Another driver working on tge Bolt platform, Bayo James (not real names), said more drivers will continue to cut corners as long as the commission charged by ride-hailing firms remain high.

“We (drivers) will continue to make losses as long as the firms we operate on their platforms refuse to reduce their commissions.

“When the price of petrol was lower, they were taking 20% commission. Now that fuel sells for N165, they still want to be collecting 20% on every trip that we make. Though, I am not involved in the act, the high commission is serving as an incentive to some of my colleagues who indulged in the act”, declared the driver.

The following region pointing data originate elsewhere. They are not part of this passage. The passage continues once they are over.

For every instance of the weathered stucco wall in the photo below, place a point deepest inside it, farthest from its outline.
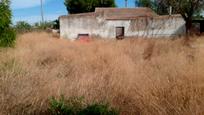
(97, 25)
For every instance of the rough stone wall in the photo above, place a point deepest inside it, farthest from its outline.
(97, 25)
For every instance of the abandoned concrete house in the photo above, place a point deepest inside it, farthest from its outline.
(121, 22)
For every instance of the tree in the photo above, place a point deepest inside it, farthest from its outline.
(82, 6)
(7, 34)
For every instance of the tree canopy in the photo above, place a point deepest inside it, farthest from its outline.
(7, 34)
(82, 6)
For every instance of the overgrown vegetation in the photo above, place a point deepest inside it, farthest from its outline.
(76, 106)
(7, 34)
(24, 27)
(137, 76)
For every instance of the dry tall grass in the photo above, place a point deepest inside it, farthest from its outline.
(139, 76)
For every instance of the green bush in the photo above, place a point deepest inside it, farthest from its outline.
(7, 37)
(23, 26)
(98, 109)
(76, 106)
(7, 34)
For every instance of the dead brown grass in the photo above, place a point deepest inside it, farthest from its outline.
(139, 76)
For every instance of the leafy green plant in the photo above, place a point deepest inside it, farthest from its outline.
(76, 106)
(98, 109)
(7, 34)
(7, 37)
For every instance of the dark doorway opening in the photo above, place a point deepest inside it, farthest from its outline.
(120, 33)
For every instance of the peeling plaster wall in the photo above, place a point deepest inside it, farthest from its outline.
(96, 25)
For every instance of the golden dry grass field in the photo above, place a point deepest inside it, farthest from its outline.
(137, 76)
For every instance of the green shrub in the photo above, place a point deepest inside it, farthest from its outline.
(7, 37)
(76, 106)
(23, 27)
(98, 109)
(7, 34)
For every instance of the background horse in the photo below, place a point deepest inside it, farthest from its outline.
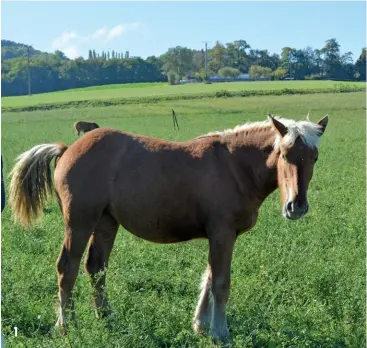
(165, 192)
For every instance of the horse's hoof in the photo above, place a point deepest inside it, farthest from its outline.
(200, 327)
(220, 336)
(60, 327)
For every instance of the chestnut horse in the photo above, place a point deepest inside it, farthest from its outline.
(165, 192)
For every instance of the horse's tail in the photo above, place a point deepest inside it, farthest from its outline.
(31, 181)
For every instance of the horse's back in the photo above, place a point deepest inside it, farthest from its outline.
(148, 185)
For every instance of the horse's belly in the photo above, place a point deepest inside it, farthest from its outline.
(161, 230)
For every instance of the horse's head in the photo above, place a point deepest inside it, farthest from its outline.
(297, 142)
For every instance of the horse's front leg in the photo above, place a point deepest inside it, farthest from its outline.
(221, 244)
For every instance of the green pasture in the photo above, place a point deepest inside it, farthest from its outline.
(143, 90)
(294, 284)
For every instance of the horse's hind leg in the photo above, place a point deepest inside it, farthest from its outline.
(203, 313)
(96, 262)
(78, 231)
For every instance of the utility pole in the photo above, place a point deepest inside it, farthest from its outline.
(29, 73)
(206, 60)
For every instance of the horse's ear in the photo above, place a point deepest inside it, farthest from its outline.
(280, 127)
(323, 123)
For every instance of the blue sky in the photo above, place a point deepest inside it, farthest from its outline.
(150, 28)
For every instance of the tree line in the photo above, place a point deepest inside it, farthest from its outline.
(54, 71)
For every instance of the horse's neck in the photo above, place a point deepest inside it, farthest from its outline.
(256, 159)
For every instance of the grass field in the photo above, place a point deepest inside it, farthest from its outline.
(294, 284)
(155, 89)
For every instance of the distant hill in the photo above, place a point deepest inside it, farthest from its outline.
(11, 49)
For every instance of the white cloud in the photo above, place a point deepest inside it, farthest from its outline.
(120, 29)
(73, 44)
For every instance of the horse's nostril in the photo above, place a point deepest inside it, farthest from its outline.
(290, 206)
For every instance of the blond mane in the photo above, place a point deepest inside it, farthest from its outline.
(308, 131)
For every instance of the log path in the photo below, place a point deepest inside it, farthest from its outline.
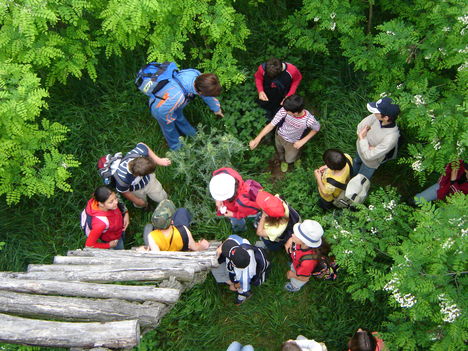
(96, 299)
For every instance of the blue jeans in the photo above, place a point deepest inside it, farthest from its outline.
(236, 346)
(429, 194)
(361, 168)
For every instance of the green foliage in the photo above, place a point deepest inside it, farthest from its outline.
(193, 165)
(419, 60)
(30, 161)
(245, 119)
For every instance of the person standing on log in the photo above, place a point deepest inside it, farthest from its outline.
(104, 220)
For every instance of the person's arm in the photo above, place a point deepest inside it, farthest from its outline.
(136, 200)
(300, 143)
(296, 77)
(158, 160)
(94, 235)
(373, 153)
(267, 129)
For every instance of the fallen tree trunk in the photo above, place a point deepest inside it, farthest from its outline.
(16, 330)
(106, 291)
(118, 267)
(83, 310)
(98, 276)
(205, 263)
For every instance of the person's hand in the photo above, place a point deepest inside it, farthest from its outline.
(254, 143)
(298, 144)
(363, 133)
(262, 96)
(288, 246)
(126, 221)
(453, 174)
(113, 243)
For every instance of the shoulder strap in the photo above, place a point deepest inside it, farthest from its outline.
(336, 183)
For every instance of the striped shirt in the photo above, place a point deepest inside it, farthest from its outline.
(134, 182)
(293, 127)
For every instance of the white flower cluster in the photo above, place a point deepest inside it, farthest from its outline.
(418, 100)
(448, 243)
(390, 206)
(449, 311)
(406, 300)
(463, 19)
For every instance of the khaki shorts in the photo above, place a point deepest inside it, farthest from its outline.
(153, 190)
(286, 150)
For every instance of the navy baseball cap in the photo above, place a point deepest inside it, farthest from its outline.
(385, 107)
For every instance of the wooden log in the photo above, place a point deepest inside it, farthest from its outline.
(82, 310)
(17, 330)
(118, 267)
(103, 291)
(102, 277)
(83, 260)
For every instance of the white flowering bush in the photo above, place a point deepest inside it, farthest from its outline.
(417, 258)
(416, 54)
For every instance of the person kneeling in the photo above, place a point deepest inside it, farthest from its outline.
(169, 230)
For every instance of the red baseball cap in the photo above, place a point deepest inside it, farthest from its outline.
(270, 204)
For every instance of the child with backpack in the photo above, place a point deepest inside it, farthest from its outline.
(275, 80)
(235, 198)
(104, 220)
(170, 90)
(303, 248)
(292, 121)
(246, 265)
(275, 226)
(332, 177)
(169, 230)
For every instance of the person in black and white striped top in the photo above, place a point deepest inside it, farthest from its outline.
(292, 121)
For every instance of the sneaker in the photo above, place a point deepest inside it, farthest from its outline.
(284, 167)
(239, 302)
(289, 287)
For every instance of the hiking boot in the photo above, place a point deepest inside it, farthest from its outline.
(289, 287)
(284, 167)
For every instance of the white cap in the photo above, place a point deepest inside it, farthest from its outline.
(309, 232)
(222, 186)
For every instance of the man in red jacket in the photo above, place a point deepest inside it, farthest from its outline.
(275, 80)
(454, 180)
(235, 198)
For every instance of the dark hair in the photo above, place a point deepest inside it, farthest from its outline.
(362, 341)
(273, 67)
(290, 346)
(208, 85)
(102, 193)
(334, 159)
(141, 166)
(294, 103)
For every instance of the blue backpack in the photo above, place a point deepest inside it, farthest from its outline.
(154, 76)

Another ride-hailing driver who refused to disclose the e-hailing firm he works for, confessed to BH that he started working offline since March 2021 after a colleague introduced him to the trick.

“I won’t lie to you, I am also involved. But I am very careful in choosing who I do business with. Normally, we assess our passengers, and only give our numbers to friendly and respectable looking men and women to call on us whenever they need our services.

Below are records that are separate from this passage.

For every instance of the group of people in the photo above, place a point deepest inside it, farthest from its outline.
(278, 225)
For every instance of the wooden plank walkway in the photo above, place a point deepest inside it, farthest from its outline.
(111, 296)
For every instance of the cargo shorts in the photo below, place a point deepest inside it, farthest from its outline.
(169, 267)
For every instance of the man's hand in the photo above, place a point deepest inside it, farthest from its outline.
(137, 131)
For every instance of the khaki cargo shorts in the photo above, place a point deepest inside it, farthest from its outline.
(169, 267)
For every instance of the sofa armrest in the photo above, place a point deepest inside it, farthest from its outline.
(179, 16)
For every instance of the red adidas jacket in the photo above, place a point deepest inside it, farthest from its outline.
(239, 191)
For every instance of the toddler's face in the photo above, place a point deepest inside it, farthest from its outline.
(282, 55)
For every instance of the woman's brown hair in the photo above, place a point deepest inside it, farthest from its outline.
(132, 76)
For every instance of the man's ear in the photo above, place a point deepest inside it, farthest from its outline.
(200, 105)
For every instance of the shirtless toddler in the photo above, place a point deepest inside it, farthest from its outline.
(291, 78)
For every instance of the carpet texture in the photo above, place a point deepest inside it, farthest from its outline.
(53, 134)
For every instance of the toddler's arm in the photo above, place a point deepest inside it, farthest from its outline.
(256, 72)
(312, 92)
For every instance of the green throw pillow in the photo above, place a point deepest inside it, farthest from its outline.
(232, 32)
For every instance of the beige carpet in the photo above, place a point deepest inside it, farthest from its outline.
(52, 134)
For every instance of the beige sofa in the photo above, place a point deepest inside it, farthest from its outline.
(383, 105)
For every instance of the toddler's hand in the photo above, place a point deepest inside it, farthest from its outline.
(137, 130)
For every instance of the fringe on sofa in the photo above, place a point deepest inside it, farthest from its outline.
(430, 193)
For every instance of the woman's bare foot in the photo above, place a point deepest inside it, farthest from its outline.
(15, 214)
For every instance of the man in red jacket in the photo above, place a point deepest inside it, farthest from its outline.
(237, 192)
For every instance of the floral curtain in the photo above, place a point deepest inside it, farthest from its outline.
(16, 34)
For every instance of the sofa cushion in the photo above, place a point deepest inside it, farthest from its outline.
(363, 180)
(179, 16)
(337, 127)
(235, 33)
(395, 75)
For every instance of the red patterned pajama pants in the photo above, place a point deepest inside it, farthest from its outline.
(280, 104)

“Some, particularly those living in our neighbourhood, even asked for our numbers in case they want to contact us. We do take or pick them from airports. So, why should I pay my operator a commission for a trip that didn’t originate from them”, he queried.

The National President of the Professional E-hailing Drivers and Partners Association, Idris Shonuga, said that the conditions under which ride-hailing drivers are operating are not profitable.

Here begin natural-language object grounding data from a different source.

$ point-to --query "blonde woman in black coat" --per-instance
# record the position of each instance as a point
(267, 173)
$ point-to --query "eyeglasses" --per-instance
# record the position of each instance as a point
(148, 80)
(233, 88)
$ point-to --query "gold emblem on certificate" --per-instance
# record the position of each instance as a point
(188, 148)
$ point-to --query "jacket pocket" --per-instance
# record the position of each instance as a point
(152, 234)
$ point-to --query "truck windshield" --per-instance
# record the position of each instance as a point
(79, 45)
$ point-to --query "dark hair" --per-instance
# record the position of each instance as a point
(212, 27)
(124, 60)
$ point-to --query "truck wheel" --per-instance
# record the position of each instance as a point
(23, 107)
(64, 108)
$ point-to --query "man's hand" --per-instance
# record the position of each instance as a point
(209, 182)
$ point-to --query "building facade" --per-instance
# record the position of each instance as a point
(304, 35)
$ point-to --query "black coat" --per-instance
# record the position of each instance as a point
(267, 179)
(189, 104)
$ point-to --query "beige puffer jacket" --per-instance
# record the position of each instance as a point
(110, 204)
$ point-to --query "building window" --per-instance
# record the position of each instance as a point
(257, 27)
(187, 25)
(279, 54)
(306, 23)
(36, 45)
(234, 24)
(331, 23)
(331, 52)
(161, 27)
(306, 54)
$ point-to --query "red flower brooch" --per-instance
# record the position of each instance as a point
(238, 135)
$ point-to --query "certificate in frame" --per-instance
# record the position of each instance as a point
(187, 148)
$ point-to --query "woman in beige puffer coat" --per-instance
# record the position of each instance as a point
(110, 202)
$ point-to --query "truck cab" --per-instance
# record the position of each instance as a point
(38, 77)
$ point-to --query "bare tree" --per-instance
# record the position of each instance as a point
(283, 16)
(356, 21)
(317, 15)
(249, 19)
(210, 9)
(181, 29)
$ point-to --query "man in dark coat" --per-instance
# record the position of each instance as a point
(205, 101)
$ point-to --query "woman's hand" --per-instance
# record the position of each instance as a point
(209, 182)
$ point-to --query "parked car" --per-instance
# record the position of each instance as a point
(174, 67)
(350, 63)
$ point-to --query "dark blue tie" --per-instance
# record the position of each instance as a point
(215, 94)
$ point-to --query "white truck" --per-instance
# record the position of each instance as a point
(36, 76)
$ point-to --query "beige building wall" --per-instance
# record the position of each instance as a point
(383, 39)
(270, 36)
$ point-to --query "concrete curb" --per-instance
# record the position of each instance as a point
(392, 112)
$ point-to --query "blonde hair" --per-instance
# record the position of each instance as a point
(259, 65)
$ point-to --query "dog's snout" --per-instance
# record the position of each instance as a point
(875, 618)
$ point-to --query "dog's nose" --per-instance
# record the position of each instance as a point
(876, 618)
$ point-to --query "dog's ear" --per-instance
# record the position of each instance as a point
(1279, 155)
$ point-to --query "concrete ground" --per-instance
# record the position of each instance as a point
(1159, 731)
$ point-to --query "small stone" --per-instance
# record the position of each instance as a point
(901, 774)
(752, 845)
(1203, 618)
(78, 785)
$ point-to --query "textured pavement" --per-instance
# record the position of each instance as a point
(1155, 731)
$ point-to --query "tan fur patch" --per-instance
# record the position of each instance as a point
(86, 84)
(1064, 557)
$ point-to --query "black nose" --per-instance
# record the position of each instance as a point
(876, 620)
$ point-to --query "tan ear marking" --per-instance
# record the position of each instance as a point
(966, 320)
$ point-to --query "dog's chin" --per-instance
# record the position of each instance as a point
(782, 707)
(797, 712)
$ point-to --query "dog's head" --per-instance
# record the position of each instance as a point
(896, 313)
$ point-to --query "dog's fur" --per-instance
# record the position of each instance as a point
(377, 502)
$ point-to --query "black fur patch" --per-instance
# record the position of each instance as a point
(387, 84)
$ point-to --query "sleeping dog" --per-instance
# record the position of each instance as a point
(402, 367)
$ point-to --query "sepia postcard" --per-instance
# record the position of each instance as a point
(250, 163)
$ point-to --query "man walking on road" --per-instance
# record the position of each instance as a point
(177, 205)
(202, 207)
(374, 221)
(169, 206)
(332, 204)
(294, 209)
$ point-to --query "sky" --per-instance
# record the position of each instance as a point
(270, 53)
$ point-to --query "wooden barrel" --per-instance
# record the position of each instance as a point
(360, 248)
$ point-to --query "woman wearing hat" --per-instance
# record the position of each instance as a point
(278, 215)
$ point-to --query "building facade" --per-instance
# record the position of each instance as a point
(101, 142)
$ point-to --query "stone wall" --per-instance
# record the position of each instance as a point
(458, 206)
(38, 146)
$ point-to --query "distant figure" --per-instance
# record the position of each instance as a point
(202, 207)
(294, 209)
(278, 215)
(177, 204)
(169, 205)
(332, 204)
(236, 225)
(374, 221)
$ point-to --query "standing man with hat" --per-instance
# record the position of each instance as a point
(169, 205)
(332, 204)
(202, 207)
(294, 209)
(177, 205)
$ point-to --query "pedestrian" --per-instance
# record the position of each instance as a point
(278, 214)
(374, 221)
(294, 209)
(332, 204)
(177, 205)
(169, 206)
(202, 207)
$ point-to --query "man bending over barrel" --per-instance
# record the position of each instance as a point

“After daily expenditure of N4,950 on fuel and deductions of around N3,750 by Uber and Bolt, drivers may be left with as little as N6,300 for 10-15 hours’ work.

“Unfortunately, many of the drivers do not own the cars they use for the e-hailing business and also have to pay weekly or monthly fees to the car owners. At the end of the day, we (drivers) go home with virtually nothing. It is very tough for people who are driving for others,” Shonuga noted.

However, a staff of Uber, one of the e-hailing firms, advised drivers to desist from the practise of working online to attract more income, warning that the practise exposes them to high risks of attacks.

“In their own interest, they should desist from the act as it is very dangerous. It exposes them to serious risk as they cannot ne monitored, even when they are in harms way.
“Several cases have been recorded where some of these drivers were brutally attacked, or even killed by criminally minded passengers they picked while offline.

“Unfortunately, we could not help them on most occasions because we could not trace them as their trackers have been switched off.
“Be rest assured that measures are being put in place to check such unprofessional acts”, the Uber representative assured.